Typical-Medium Theory of Mott-Anderson Localization

TL;DR

This paper introduces the Typical-Medium Theory, a unified framework that captures both Mott and Anderson localization mechanisms in the metal-insulator transition by focusing on the dynamical order parameter related to electron escape rates.

Contribution

It develops the Typical-Medium Theory to describe the combined effects of Mott and Anderson localization, addressing the lack of a static order parameter and providing new insights into the transition's two-fluid nature.

Findings

The theory identifies the typical escape rate as the key dynamical order parameter.

It offers a unified description of Mott and Anderson localization mechanisms.

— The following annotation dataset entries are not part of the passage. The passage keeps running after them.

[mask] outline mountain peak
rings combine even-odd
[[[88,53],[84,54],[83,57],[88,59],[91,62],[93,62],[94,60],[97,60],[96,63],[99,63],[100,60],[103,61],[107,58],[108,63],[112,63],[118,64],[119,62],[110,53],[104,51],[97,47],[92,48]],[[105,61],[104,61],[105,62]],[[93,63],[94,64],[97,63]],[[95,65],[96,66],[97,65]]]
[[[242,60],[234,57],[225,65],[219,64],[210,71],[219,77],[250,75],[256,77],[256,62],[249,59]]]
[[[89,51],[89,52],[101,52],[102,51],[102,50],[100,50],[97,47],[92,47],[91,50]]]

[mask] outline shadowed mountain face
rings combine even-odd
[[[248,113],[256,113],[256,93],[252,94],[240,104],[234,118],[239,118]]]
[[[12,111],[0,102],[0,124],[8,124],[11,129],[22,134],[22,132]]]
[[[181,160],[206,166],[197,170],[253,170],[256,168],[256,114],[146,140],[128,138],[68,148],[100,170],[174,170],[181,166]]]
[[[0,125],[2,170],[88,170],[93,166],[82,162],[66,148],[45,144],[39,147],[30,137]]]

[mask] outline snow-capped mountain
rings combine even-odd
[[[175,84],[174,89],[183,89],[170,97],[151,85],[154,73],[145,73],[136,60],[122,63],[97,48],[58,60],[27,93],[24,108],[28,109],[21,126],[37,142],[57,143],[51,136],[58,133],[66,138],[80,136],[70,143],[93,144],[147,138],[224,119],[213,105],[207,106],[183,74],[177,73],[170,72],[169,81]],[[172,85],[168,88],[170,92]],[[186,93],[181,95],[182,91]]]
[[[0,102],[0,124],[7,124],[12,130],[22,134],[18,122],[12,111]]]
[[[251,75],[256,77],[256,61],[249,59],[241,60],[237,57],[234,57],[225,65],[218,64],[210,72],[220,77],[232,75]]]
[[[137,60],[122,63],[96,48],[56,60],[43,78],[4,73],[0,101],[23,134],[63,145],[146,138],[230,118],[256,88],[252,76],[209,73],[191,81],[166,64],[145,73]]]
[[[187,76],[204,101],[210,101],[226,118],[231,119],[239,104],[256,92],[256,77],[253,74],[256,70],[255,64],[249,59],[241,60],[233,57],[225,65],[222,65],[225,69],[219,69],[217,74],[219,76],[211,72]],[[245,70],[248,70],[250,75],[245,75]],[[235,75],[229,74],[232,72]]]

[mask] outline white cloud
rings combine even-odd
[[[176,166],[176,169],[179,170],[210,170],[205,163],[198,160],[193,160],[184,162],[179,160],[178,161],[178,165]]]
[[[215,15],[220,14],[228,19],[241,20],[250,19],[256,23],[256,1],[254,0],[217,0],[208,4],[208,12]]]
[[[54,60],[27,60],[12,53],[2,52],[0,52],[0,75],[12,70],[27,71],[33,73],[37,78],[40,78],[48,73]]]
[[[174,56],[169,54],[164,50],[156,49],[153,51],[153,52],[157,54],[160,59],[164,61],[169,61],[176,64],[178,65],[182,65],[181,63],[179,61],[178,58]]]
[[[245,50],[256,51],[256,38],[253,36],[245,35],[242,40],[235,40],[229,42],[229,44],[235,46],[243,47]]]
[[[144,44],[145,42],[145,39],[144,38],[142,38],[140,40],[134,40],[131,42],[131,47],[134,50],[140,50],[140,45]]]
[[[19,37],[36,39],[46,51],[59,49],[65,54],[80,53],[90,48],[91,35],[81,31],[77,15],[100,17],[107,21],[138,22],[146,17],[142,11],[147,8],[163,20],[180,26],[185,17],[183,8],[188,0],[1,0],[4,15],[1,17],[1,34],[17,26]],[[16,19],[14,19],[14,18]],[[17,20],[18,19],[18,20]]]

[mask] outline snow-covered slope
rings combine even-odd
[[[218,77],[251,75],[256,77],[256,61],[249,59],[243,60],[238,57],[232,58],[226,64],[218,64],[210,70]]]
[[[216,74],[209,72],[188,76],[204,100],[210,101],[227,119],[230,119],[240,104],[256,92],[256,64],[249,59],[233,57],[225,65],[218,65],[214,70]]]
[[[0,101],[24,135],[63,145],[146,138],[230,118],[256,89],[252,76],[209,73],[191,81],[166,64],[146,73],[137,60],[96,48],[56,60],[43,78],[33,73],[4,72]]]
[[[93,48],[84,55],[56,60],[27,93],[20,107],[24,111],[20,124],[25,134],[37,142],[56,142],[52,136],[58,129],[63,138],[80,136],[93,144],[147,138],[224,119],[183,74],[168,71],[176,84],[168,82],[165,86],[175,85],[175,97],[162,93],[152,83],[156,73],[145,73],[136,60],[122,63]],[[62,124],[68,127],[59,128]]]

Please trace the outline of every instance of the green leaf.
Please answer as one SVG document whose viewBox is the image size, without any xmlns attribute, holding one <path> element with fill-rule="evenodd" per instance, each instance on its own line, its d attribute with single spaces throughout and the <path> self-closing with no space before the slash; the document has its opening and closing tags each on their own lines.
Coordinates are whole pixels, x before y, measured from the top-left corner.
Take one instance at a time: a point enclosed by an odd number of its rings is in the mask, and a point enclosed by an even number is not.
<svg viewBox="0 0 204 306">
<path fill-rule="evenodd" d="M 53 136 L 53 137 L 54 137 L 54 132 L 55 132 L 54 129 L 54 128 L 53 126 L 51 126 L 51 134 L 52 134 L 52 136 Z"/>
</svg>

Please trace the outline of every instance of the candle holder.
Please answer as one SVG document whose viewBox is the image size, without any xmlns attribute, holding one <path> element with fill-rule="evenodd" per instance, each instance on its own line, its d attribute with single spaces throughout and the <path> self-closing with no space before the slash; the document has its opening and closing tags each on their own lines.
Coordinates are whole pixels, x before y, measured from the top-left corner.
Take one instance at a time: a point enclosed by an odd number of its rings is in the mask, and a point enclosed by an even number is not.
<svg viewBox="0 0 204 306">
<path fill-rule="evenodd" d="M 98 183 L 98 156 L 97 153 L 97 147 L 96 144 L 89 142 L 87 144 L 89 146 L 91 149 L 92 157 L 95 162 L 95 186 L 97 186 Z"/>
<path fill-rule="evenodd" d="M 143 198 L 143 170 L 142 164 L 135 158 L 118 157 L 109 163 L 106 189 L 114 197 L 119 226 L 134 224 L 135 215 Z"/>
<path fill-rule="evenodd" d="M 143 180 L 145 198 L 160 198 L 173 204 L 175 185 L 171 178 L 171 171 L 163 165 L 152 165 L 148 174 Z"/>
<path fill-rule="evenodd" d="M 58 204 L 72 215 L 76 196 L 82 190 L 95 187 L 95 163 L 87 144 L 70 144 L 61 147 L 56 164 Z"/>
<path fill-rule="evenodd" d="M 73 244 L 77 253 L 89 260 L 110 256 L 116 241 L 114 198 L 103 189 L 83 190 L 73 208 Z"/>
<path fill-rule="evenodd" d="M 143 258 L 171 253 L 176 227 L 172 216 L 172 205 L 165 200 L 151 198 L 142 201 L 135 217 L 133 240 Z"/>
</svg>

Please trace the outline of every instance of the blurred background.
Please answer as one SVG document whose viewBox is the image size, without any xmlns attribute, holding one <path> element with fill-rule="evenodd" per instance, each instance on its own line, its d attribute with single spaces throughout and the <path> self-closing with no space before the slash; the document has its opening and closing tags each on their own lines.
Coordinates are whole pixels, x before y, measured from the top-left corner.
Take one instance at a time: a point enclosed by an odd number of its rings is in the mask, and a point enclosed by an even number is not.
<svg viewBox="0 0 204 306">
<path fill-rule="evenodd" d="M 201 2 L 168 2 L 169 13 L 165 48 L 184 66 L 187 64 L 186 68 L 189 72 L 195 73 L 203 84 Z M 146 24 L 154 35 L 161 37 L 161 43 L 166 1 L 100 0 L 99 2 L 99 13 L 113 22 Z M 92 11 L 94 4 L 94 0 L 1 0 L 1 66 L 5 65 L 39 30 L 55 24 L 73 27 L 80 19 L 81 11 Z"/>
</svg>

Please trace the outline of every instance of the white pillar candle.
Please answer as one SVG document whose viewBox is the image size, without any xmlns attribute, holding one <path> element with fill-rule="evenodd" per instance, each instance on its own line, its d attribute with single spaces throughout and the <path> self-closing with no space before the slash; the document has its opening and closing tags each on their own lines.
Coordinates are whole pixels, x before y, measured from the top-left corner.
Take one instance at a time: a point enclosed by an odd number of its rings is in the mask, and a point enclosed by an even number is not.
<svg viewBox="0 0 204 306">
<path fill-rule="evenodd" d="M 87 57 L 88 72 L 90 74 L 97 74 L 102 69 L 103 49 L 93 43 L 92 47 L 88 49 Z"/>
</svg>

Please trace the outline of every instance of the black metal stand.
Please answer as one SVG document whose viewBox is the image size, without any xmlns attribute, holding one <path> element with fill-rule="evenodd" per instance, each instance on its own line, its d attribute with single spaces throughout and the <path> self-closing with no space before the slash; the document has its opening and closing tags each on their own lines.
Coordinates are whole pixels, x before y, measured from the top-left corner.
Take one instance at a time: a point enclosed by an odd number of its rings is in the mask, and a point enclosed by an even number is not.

The approach reveals a two-fluid character in the Mott-Anderson transition.

Abstract

The Mott and the Anderson routes to localization have long been recognized as the two basic processes that can drive the metal-insulator transition (MIT). Theories separately describing each of these mechanisms were discussed long ago, but an accepted approach that can include both has remained elusive. The lack of any obvious static symmetry distinguishing the metal from the insulator poses another fundamental problem, since an appropriate static order parameter cannot be easily found. More recent work, however, has revisited the original arguments of Anderson and Mott, which stressed that the key diference between the metal end the insulator lies in the dynamics of the electron. This physical picture has suggested that the "typical" (geometrically averaged) escape rate from a given lattice site should be regarded as the proper dynamical order parameter for the MIT, one that can naturally describe both the Anderson and the Mott mechanism for localization. This article provides an overview of the recent results obtained from the corresponding Typical-Medium Theory, which provided new insight into the the two-fluid character of the Mott-Anderson transition.